Once you have four financed properties, you'll have a harder time getting conforming loans. But Fannie Mae does offer a program for those with 5-10 financed properties for highly qualified borrowers.
Portfolio mortgage options
Portfolio lenders, like your neighborhood bank, may have more creative programs (called non-QM, non-prime, portfolio, Alt-A or non-conforming loans) and finance local investments more easily. You may also need to go that route if your property requires an especially large mortgage or if you lack landlord experience.
If you have enough home equity, you could also finance an investment property with a loan against your primary residence. This strategy could get you better mortgage terms, but your home is on the line if your investment fails.

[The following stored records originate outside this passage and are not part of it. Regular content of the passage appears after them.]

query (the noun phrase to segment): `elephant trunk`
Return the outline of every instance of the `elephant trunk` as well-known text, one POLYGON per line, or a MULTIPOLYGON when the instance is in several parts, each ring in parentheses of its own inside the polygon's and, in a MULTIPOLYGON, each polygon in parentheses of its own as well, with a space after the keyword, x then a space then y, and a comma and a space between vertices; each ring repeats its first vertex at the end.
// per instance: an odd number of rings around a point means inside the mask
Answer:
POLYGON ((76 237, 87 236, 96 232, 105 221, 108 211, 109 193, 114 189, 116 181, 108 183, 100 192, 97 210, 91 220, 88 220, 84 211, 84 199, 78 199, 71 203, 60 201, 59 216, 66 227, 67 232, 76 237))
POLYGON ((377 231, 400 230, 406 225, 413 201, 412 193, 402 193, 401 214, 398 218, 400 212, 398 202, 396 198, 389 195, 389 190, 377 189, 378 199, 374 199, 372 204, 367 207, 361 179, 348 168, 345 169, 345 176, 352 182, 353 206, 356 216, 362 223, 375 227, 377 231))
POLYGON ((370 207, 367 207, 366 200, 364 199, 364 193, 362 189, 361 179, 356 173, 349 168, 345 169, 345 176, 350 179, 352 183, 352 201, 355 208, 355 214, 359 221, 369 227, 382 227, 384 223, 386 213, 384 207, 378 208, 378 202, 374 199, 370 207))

If you buy a foreclosure property at auction (risky) or need a quick close to beat out the competition, you'll have to bring cash.
Property flippers often use "hard money," or private lenders to get that cash. They pay several points up front, a high interest rate and make a substantial down payment. However, they only borrow the money for a short period of time, just enough to rehabilitate the property and sell it.
This can be a good strategy. If you get the chance to make 30% on a flip, paying out 10% for financing won't kill you. But if it takes too long to sell the house, this kind of financing can drain your resources very quickly.
How to Invest in Real Estate: Don't be Intimidated
Harvard University's Joint Center for Housing Studies has concluded again and again that real estate investing is one of the most effective ways to build wealth in the U.S.
It's more than just making deposits into a mutual fund. That's because of three things…
- ... having a mortgage builds equity as you pay it (called "forced savings")...
- ... real estate gets such favorable tax treatment…
- ... the potential for both rental income and property appreciation.
Successful real estate investment takes hard work, diligence, and a good team (including you, your real estate agent and your mortgage lender).